Client overview
Our client is a research group at a leading U.S. technology university. They are developing an AI Agent in the form of a Computer Use Agent (CUA), capable of interacting with and operating across platforms on macOS, Windows, and Linux. At the current stage, the agent can analyze requests, translate them into goals, and execute the corresponding tasks.
Business Challenges
- Requires a very large, high-quality trajectory dataset for stable and generalizable CUA learning.
- Struggles are common with complex, stateful UI components (e.g., select boxes, editable fields, modals).
- Tasks must stay diverse and increase in complexity as the model evolves.
- Near-perfect step accuracy and strict QC are needed—one wrong step can invalidate the entire outcome.
- Must cover macOS, Windows, and Linux to avoid OS-specific failures due to UI/behavior differences.
- Needs scalable, high-skill resourcing while keeping cost efficient.

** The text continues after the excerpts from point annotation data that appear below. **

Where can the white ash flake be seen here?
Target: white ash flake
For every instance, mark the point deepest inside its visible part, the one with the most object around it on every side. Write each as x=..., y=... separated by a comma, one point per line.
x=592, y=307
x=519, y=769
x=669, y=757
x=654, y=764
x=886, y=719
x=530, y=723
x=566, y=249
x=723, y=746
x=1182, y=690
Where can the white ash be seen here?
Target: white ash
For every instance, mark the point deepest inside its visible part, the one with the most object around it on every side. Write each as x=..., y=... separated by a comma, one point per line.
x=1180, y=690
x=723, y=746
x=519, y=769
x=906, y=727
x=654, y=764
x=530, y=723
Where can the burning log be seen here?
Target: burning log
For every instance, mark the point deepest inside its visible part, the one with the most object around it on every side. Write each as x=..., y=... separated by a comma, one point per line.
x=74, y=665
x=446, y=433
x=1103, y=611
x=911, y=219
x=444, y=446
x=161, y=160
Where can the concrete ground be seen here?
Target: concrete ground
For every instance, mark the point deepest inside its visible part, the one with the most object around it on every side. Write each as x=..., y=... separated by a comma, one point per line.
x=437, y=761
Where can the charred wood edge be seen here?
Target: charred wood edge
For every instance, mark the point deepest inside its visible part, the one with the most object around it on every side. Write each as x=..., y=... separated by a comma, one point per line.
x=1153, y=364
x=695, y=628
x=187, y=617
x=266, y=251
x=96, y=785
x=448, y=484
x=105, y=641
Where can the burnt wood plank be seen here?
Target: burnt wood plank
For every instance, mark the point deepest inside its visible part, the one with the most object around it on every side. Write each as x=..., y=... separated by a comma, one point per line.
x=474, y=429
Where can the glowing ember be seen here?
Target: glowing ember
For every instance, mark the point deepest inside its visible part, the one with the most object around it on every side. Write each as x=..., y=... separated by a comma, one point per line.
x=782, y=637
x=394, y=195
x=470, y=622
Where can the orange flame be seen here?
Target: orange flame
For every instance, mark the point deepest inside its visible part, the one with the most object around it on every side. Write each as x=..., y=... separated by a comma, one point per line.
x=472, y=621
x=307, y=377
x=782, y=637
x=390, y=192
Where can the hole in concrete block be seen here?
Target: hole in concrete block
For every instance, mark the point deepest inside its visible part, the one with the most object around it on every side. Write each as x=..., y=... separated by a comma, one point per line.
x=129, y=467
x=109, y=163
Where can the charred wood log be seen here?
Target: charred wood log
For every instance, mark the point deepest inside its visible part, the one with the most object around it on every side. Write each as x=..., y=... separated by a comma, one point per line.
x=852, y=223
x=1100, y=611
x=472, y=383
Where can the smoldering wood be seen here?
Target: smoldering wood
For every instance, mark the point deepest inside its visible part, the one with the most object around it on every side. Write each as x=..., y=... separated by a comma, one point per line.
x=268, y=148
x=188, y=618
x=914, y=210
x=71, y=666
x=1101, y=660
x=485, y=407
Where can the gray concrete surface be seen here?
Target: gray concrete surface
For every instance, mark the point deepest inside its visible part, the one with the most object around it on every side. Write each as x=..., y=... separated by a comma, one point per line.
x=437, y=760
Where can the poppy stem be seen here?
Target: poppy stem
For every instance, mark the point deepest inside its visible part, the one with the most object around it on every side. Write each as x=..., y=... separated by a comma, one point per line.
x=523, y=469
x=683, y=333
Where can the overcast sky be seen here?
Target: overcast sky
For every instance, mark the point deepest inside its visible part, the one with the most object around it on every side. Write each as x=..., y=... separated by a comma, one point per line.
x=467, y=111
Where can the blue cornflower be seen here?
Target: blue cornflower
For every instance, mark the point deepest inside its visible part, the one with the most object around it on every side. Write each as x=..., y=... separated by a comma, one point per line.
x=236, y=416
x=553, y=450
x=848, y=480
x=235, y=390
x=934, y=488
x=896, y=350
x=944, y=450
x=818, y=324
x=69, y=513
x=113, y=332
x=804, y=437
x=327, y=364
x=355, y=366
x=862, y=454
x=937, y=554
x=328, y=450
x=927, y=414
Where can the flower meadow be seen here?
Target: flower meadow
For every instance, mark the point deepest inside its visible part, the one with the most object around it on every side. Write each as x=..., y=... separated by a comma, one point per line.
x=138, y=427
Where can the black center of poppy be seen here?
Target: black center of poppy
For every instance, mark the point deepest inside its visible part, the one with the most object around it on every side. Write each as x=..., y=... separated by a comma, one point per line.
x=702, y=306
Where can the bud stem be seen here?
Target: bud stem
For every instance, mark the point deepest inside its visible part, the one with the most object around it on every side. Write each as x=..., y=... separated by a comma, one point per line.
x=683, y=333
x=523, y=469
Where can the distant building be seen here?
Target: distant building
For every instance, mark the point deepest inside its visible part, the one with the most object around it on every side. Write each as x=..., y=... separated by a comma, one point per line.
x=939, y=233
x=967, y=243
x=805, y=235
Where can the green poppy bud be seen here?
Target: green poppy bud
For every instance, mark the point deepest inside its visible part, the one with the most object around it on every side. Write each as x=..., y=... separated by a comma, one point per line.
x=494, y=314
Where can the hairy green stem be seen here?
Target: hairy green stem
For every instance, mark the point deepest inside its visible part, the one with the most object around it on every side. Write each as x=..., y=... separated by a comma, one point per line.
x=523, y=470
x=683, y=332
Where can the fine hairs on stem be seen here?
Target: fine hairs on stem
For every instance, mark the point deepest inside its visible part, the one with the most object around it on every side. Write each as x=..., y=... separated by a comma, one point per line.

- Requires reliable benchmarks to track progress and align training with evaluation criteria.

Project Detail
Trajectory Collection & Recording, Task Authoring & Scenario Design, Multi-OS Generalization, OSWorld-based Environment & Evaluation Harness, Benchmark Construction & Protocol, AI Evaluation, Modified Thinking, Data Governance

Solutions
1.Operate a standardized recording + revision pipeline with experienced operators to deliver high throughput.
2.Proactively design scenarios targeting known failure modes and hard UI interactions to improve coverage where models break.
3.Maintain a flexible task-generation pipeline aligned with the model roadmap for fast task refresh and difficulty ramp-up.
4.Implement end-to-end QA with clear rubrics, multi-layer checks (peer review, spot checks, gold standards), and metrics tracking (success rate, lead time, self-recovery).
5.Standardize cross-OS guidelines and execute tasks across all three platforms to reflect deployment conditions and reduce OS-specific errors.
6.Scale capacity through a proven outsourcing model with rapid training, performance measurement, and competitive cost.
7.Build benchmark task suites that balance difficulty and discriminability, reflect real-world workflows, and provide actionable signals for iteration.